Мне нравился этот юмор, а Рейн ссылался все чаще на неизвестный источник. Наконец, пригласив меня домой, он его обнаружил: Ильф и Петров, в то время вроде бы не существовавший ни в библиотеках, ни в продаже реликт довоенной культуры. Как удалось ему такое достать?

— Я хотел купить эту книгу, но владелец мне ее так отдал.

— Как? Почему?

— Сказал, что она несерьезна.

Человек без чувства юмора? Впрочем, мой друг, как я не раз убеждался, мог сам заимствовать полюбившуюся книгу "за так". А приключения обаятельного жулика скоро были переизданы, и все шутки Остапа Бендера стали известны наперечет. Знатоки и поклонники даже устраивали между собой турниры на знание "священных" текстов. У Рейна для таких поединков было припасено секретное оружие — записные книжки Ильфа, но и они скоро стали общим местом, объектом новых пародий.

На одной из обязательных лекций по ОМЛ (Основы марксизма-ленинизма) мы, уже, можно сказать, "два друга", затеяли рукописную газетку, пародирующую ту, из "12-ти стульев", которая, в свою очередь, пародировала реальный "Гудок".

— Наша будет называться "Блоха", — говорил Рейн, глядя на сидящего впереди Володю Блоха.

Я вырвал разворотный лист из толстой тетради и этим определил формат газеты.

— Блоха прыгает, жалит, это будет ее первый укус, — говорил Первый главный редактор.

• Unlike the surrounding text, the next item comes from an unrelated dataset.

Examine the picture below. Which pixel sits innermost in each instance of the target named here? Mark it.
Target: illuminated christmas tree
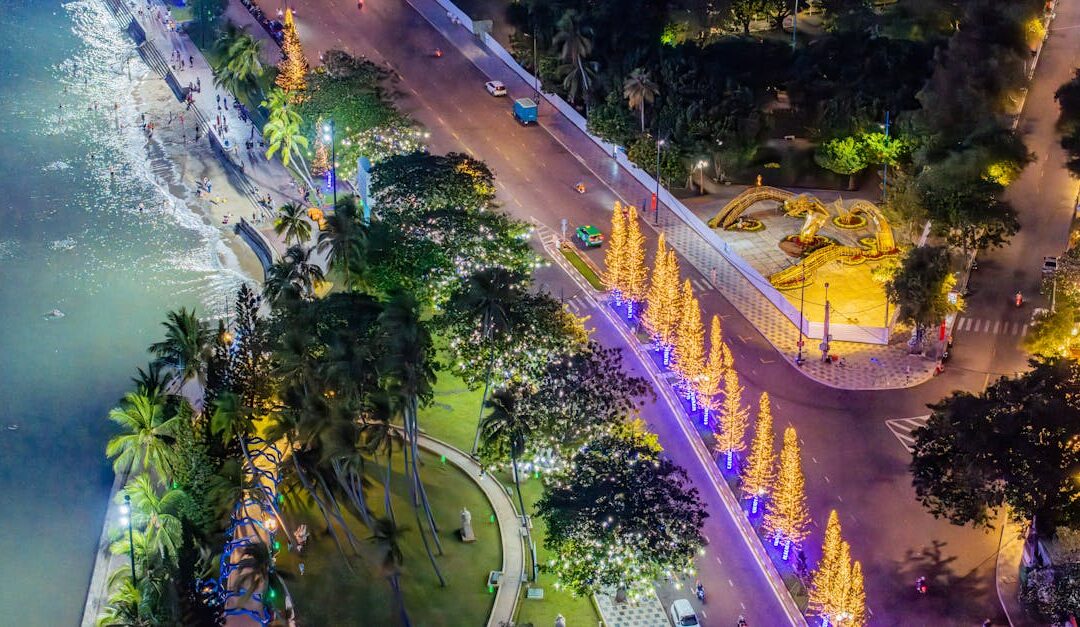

Второй главный редактор выводил в это время шапку газеты, слегка имитируя шрифт "Правды". Вот, как у "Правды" — "Пролетарии всех стран, соединяйтесь!", у нас появился свой эпиграф: "Ройтштейн, что вы прыгаете, как Блох?" Это была шутка Н. Бурдина, преподавателя начертательной геометрии, желчного язвенника и ревматика, отличавшегося отменными афоризмами. Шутку эту он произнес на вчерашнем занятии, и мы с Рейном, не сговариваясь, зааплодировали ему, как премьеру на сцене.